Scientists from the Netherlands have tested whether a popular analytical technology can be calibrated without needing to go through the expense of running a bioreactor. The team, from Delft University of Technology (TU Delft), found that their technique for calibrating Raman spectroscopy using single compounds, such as glucose, to calibrate a model performed as well or better than data obtained from real processes.
According to Marieke Klijn, PhD, an assistant professor at TU Delft, the new research could help researchers to benefit from analytical technology earlier in process development.
“Our team noticed that [academic] papers written by companies or collaborators with industry had a wide range of data and personnel available,” she says. “When you have one person working alone on an experiment, they may not have the luxury of running a bioreactor but still want to benefit from rapid monitoring.”
The scientists performed several runs of batch and fed-batch processes in a bioreactor and compared them, notes Klijn.
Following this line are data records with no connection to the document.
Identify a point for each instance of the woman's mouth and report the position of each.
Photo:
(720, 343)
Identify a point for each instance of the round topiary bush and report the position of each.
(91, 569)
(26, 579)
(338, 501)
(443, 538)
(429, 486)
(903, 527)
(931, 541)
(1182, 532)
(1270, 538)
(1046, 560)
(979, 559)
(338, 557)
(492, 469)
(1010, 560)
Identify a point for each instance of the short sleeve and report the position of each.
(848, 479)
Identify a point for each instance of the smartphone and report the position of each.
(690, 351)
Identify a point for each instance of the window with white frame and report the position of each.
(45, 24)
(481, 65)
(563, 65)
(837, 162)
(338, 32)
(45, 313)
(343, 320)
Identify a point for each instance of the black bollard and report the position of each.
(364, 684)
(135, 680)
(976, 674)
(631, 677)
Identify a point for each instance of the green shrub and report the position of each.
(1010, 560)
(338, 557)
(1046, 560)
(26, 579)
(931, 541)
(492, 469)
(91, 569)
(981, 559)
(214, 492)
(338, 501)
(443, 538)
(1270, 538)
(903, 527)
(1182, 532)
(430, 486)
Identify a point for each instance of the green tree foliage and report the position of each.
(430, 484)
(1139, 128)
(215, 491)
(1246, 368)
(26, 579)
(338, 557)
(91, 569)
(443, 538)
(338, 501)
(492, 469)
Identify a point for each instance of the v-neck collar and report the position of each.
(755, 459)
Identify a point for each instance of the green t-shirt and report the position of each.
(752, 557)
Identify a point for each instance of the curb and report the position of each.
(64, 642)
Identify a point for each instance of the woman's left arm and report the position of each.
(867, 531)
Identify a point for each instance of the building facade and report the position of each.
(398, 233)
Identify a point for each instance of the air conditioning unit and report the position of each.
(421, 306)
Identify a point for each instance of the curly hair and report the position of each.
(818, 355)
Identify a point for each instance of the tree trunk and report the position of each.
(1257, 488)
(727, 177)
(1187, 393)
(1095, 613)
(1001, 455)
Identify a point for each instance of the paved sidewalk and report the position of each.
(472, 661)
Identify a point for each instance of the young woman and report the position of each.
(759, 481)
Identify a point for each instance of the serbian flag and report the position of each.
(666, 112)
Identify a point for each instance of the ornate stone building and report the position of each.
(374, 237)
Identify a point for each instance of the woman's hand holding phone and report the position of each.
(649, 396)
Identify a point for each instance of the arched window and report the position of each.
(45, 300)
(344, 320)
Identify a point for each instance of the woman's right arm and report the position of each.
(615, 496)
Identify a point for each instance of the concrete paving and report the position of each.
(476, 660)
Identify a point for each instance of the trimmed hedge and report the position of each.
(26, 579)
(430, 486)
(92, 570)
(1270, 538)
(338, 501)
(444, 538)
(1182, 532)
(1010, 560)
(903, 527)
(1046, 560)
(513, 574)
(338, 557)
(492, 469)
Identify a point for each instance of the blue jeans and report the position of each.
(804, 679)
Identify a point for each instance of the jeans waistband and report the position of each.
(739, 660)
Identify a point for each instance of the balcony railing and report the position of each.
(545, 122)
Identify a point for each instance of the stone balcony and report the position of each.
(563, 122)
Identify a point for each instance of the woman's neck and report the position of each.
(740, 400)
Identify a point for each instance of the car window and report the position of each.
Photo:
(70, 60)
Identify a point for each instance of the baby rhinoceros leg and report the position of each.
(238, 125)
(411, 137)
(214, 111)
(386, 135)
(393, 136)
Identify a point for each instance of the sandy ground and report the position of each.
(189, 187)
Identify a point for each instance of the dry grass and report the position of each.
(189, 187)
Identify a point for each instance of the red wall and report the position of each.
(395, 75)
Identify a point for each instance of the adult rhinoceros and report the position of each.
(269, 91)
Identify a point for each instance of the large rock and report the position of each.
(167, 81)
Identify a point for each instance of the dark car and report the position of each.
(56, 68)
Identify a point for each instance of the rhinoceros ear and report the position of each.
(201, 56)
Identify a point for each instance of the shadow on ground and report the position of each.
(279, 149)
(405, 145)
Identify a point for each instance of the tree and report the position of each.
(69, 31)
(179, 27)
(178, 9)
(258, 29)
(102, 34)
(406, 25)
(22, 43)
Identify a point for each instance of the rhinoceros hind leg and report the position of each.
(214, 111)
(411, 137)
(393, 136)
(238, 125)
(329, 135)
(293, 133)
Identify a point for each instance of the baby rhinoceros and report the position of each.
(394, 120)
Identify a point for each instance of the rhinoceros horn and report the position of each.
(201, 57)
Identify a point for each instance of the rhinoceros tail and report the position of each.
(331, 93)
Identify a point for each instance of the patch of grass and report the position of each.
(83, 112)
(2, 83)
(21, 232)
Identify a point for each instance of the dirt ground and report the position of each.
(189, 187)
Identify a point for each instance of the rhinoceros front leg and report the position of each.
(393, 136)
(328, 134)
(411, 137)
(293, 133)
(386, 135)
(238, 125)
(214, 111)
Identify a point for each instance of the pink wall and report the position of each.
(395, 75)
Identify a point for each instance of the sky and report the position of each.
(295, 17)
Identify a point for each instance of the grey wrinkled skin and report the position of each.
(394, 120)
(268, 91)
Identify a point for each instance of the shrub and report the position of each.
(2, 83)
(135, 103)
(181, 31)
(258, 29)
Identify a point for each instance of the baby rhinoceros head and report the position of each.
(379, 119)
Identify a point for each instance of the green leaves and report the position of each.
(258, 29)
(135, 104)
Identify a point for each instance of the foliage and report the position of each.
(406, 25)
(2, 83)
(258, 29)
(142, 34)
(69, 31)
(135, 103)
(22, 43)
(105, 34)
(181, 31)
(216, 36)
They looked at sixteen single compound measurements mimicking yeast fermentation, five with different concentrations of glucose, five concentrations of ethanol, five concentrations of biomass checked for viability, plus a blank measurement using only medium.
The researchers found that although calibrating with the results of single compounds increased the computational effort for creating the model, it successfully reduced the number of experiments needed.
The team now hopes to expand their investigations into the production of synthetic data. They plan to look at different single compounds, and whether measurements need to be redone if a process is run in different media or transferred to a different cell line.
The investigators also hope to look at calibrating Raman spectroscopy for analyzing animal cell culture.
“What’s important is this isn’t just an academic endeavor,” says Klijn. “Benefitting from analytical technology is relevant to smaller companies and developing processes at an early stage.”